Ever wondered how systems like Amazon S3 or MinIO actually work under the hood? I spent the last 2 months building Lilio — a distributed object storage system from scratch in Go. No frameworks, no shortcuts, just pure distributed systems engineering.
In this post, I'll walk you through the architecture, the problems I faced, the tradeoffs I made, and some benchmarks. Let's dive in.
What is Lilio?
Lilio is an S3-inspired distributed object storage system that handles:
- Chunking: Splitting large files into smaller pieces
- Replication: Storing chunks on multiple nodes for fault tolerance
- Consistent Hashing: Distributing data evenly across nodes
- Quorum Reads/Writes: Ensuring consistency in a distributed environment
- Encryption: AES-256-GCM at the bucket level
- Pluggable Backends: Support for local storage, S3, Google Drive
- Observability: Prometheus metrics out of the box
┌─────────────────────────────────────────────────────────────┐
│ Lilio │
├─────────────────────────────────────────────────────────────┤
│ ┌─────────┐ ┌─────────┐ ┌─────────┐ ┌─────────┐ │
│ │ Chunking│──│ Hashing │──│ Store │──│ Encrypt │ │
│ └─────────┘ └─────────┘ └─────────┘ └─────────┘ │
│ │ │ │
│ ▼ ▼ │
│ ┌─────────────────────────────────────────────────────┐ │
│ │ Storage Backends (Pluggable) │ │
│ │ ┌───────┐ ┌───────┐ ┌───────┐ │ │
│ │ │ Local │ │ S3 │ │ GDrive│ │ │
│ │ └───────┘ └───────┘ └───────┘ │ │
│ └─────────────────────────────────────────────────────┘ │
└─────────────────────────────────────────────────────────────┘
The Architecture
High-Level Flow
When you upload a file to Lilio, here's what happens:
1. File comes in (e.g., 100MB video)
2. Split into chunks (1MB each = 100 chunks)
3. For each chunk:
a. Generate chunk ID
b. Hash to find target nodes (consistent hashing)

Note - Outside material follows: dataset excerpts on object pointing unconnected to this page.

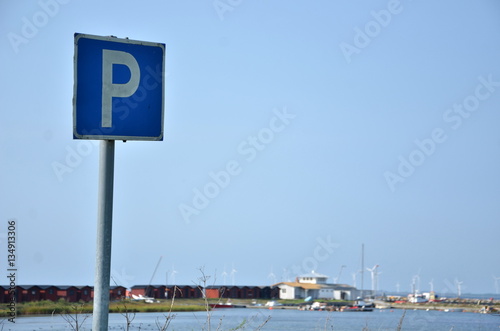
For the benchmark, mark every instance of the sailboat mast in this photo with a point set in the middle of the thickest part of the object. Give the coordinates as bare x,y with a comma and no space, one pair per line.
362,268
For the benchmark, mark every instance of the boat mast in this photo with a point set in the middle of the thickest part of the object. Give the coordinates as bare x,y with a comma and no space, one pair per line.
362,268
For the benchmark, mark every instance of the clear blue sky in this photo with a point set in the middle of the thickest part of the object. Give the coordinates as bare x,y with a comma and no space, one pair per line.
342,123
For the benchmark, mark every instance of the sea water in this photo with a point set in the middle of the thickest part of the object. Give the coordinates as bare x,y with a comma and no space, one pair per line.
278,319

c. Replicate to N nodes (quorum write)
d. Encrypt if bucket has encryption enabled
4. Store metadata (chunk locations, checksums)
5. Return success when write quorum achieved
Component Breakdown
┌────────────────────────────────────────────────────────────────┐
│ Lilio Engine │
├────────────────────────────────────────────────────────────────┤
│ │
│ ┌──────────────────┐ ┌──────────────────┐ │
│ │ HTTP API │ │ CLI │ │
│ │ (server.go) │ │ (cli/) │ │
│ └────────┬─────────┘ └────────┬─────────┘ │
│ │ │ │
│ └────────────┬───────────┘ │
│ ▼ │
│ ┌─────────────────────────────────────────────────────────┐ │
│ │ Core Engine │ │
│ │ (lilio.go) │ │
│ │ ┌─────────────┐ ┌─────────────┐ ┌─────────────┐ │ │
│ │ │ Streaming │ │ Quorum │ │ Encryption │ │ │
│ │ │ Chunker │ │ Manager │ │ (AES-GCM) │ │ │
│ │ └─────────────┘ └─────────────┘ └─────────────┘ │ │
│ └─────────────────────────────────────────────────────────┘ │
│ │ │
│ ┌────────────┼────────────┐ │
│ ▼ ▼ ▼ │
│ ┌─────────────┐ ┌─────────────┐ ┌─────────────┐ │
│ │ Metadata │ │ Hash Ring │ │ Backends │ │
│ │ Store │ │ (consist.) │ │ Registry │ │
│ └─────────────┘ └─────────────┘ └─────────────┘ │
│ │
└────────────────────────────────────────────────────────────────┘
Deep Dive: The Interesting Parts
Here are the 5 most interesting technical challenges I solved:
1. Consistent Hashing — Why Simple Modulo Fails
My first implementation used simple modulo hashing:
// DON'T DO THIS
func getNode(chunkID string, totalNodes int) int {
hash := sha256.Sum256([]byte(chunkID))
return int(hash[0]) % totalNodes
}
The problem? When I added a 5th node to my 4-node cluster, approximately 80% of my data needed to relocate. In production, that's hours of downtime and massive network load.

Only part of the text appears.